Kara yollarında motorlu taşıtların işletilmesi sırasında araçların Zorunlu Mali Mesuliyet Sigortası yapılmış olmalıdır. Zorunlu sigortanın yanı sıra kişiler ihtiyari araç sigortası yöntemine de başvurabilmektedir. Dolayısıyla sigorta poliçesini düzenleyen sigorta şirketi de zararlardan sorumlu olacaktır. Bu sorumluluk, sigorta limitlerine kadardır. Böylece yaralanmalı trafik kazasında tazminat talebi, sigorta şirketine de yöneltilebilecektir.
Yaralamalı Trafik Kazası Tazminatı Nasıl Hesaplanır?
Yaralamalı trafik kazası tazminatının hesaplanmasında somut olaya ilişkin veriler esas alınacaktır. Manevi tazminat miktarının hesaplanmasında salt davacının değil davalı tarafın da durumu esas alınmalıdır. Bunun sebebi tazminatın zenginleşme aracı olmaması gerekliliğidir. Dolayısıyla manevi tazminat miktarı hesaplanırken,
• Tarafların sosyal ve ekonomik durumları,
• Olaydaki kusur dağılımı,
• Olay tarihinde paranın alım gücü, enflasyon olgusu,
• Olayın meydana geliş şekli,
• Kazanın davacı üzerinde bıraktığı etki,
Gibi hususlar dikkate alınacaktır.
Maddi tazminatın belirlenmesi aşamasında belgeler ile beyanlarda bulunmak mümkündür. Bunun yanında tazminat isteminde bulunulması için mutlaka belge sunulması gerekli değildir. Gider tespiti bilirkişi marifeti ile yapılabilecektir. Maddi tazminat miktarının belirlenmesinde rol oynayan hususlar,
• Tedavi gideri talebinde zarar görenin hastane vb. kurum ve kuruluşlara yaptığı ödemeler,
• Kazanç kaybı talebinde kişinin mesleği, meslekten uzak kalma süresi,
• Çalışma gücü kaybı talebinde kişinin bakiye yaşam süresi, mesleği, yaşı, iyileşme süreci,
Olarak örneklendirilebilir.
Türk Borçlar Kanunu’nun 55. maddesi, tazminat belirlenmesine ilişkindir.
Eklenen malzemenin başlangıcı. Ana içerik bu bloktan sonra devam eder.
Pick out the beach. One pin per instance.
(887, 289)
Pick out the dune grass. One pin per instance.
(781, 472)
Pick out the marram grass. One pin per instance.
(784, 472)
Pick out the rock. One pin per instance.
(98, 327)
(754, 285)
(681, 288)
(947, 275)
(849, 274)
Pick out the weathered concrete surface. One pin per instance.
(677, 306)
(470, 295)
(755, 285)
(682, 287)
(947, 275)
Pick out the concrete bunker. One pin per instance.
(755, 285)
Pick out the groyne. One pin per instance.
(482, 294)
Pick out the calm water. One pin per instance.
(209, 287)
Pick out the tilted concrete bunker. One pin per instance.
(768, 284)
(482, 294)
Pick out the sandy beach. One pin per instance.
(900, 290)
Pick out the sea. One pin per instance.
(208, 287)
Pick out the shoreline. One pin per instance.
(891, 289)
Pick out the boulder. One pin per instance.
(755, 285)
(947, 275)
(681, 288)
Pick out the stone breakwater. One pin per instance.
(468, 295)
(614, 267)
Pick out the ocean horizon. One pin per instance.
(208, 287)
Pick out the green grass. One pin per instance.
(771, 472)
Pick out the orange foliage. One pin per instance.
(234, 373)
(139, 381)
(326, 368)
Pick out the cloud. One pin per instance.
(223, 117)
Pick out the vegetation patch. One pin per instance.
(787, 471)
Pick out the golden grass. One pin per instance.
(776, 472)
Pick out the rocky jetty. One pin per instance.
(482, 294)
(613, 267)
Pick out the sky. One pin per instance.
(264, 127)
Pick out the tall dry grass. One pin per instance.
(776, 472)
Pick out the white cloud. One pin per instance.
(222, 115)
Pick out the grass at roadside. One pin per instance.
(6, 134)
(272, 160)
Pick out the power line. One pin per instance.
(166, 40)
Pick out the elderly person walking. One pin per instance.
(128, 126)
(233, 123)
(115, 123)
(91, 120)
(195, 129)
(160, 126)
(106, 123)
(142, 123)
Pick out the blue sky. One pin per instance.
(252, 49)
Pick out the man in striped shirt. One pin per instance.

Kısmen ya da tamamen rücusu mümkün olmayan sosyal güvenlik ödemeleri, zarar belirlemesinde göz önüne alınamayacaktır. Aynı şekilde ifa amacı taşımayan ödemeler de zararın belirlenmesinde etkili değildir. Bahsedilen ödemeler zarar veya tazminattan da indirilemeyecektir.